La mort d’Idriss Déby, Président et maréchal du Tchad, peut être annonciatrice de lendemains de turbulences pour la sous-région. Déjà en équilibre instable par la situation en Centrafrique, avec un Tchad sans la pièce maîtresse qui le (main) tenait dans une frêle unité, l’Afrique centrale n’en a pas fini de scruter l’horizon avec inquiétude. Le Tchad d’Idriss Deby a tenu 30 ans dans un équilibre dont les dominos s’étendent en Libye, au Nigeria, au Nord-Cameroun, en Centrafrique et au Sud-Soudan. Le volontarisme de l’homme, réel ou surfait, est loué au Mali et dans le Sahel. Il était littéralement de tous les coups, quand il s’agissait de bouter des insurgés nationaux ou étrangers hors des frontières.
Sa mort transforme le Tchad en un gigantesque point d’interrogation en Afrique centrale. Car elle ne marque pas une fin de quoique ce soit. Les rebelles du FACT qui ont juré d’abattre son régime ne donnent pas l’impression de vouloir s’arrêter aux portes de Ndjamena. Ou de s’accommoder du nouveau pouvoir qui sera incarné par le général Mahamat Deby Itno, dit Kaka, le fils du père.
Non seulement notre sous-région commence à se bâtir une solide réputation de régimes dynastiques. Mais encore, avec la mise en place au Tchad d’un Conseil militaire de transition de 18 hauts-gradés, nous ne sommes pas près de retrouver la voie d’une observance stricte de la Constitution mise entre parenthèses. Elle ne faisait d’ailleurs pas l’unanimité dans le pays, les opposant la disant avoir été taillée sur mesure pour le Président défunt.
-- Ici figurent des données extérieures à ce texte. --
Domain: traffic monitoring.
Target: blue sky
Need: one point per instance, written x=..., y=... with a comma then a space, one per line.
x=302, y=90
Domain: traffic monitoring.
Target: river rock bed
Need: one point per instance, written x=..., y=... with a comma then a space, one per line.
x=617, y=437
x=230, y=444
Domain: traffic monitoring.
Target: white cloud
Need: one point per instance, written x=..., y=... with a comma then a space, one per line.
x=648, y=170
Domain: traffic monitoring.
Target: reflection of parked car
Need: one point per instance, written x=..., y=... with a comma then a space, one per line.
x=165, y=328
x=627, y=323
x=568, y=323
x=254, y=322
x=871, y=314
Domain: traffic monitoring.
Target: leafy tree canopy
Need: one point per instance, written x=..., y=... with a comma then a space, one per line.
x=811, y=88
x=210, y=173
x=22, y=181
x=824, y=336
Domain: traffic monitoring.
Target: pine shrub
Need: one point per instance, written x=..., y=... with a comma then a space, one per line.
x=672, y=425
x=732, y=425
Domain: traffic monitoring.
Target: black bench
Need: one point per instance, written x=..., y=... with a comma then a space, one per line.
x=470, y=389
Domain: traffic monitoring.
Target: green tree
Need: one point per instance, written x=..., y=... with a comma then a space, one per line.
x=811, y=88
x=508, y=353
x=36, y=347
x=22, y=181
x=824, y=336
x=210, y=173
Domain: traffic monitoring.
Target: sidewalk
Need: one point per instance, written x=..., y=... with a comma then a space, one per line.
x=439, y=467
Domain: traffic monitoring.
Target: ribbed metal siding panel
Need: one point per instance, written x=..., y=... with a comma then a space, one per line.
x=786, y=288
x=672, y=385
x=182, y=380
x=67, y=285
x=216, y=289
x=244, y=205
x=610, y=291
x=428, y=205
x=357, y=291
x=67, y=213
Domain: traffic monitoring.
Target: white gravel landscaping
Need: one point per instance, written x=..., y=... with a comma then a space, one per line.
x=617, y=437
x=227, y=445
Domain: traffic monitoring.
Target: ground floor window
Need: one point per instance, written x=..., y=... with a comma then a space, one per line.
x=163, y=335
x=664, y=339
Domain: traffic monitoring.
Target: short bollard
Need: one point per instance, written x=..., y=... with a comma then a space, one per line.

Entre ceux qui proposent une sorte de conférence nationale de la remise à plat de tous les différends, ceux qui souhaitent la mise à l’écart définitive du clan Déby qui a essaimé dans tous les secteurs de la vie administrative, militaire et politique, ceux pour qui cette mort doit représenter une opportunité de réconciliation semblent peu nombreux. De sorte que se combattant et se muselant à souhait, ils contribuent à perpétuer la situation d’un Tchad qui ne tient debout que par les armes.
Depuis les années 1970, les successions de régimes au Tchad se font par des rébellions venant du Nord: Goukouni Weddeye, Hissène Habré et Idriss Deby sont venus à Ndjamena à la tête de légions féroces promettant de faire en plus doux que les prédécesseurs. Des promesses jamais tenues par personne, bien entendu. Le Tchad nous pose aussi, en Afrique Centrale, la question de ce que valent nos constitutions finalement. Ainsi que nos serments.